Pedestrian Detection Technology
The electro-optical (EO) pedestrian detection algorithm, developed at Southwest Research Institute (SwRI), uses a cascade of increasingly complex machine learning classifiers to distinguish pedestrians from their environment in various settings. The algorithm functions using either monocular or stereo vision and is readily portable for new applications.

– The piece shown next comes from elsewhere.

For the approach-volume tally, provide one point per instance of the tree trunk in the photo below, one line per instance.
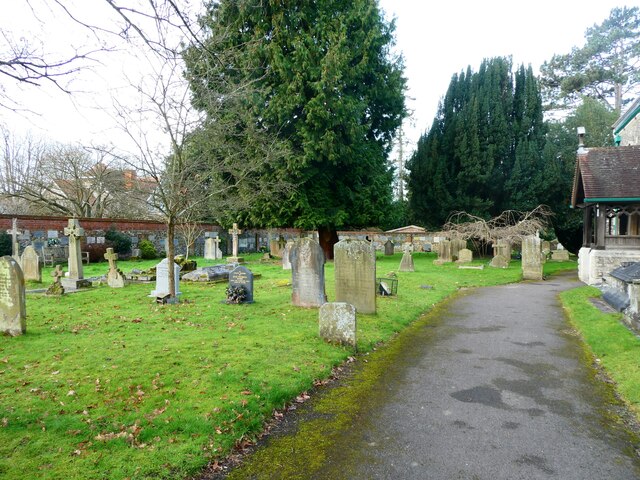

The pedestrian detection framework employs a sliding window technique, which uses a robust cascade of state-of-the-art features and machine classifiers, fusing techniques such as Histogram of Oriented Gradients (HOG), Haar-like features, and Support Vector Machines (SVM). Our system utilizes a Haar-like feature implementation that uses kernel filters at multiple scales in conjunction with a preliminary adaBoost classifier for rapid Region of Interest (ROI) detection. The sequence of classifiers that follow are ordered in such a way as to enable real-time implementation with higher detection rates and lower false positive rates than typical systems.
Key Features of Pedestrian Detection Technology
- Configurable, trainable system for other object detection applications
- Verified state-of-the-art performance
- Low false positive rate
While SwRI's algorithm was designed for stereo vision, the monocular component of the algorithm has demonstrated performance exceeding that of other detection schemes on pedestrian detection benchmarks, achieving detection at a rate above 99% with less than 10-6 false positives per window. If stereo constraints and classifiers are employed, the system's performance further improves, reducing the overall false positive rate by an order of magnitude on our own datasets. This performance makes SwRI's pedestrian detection technology a viable component of a driverless system.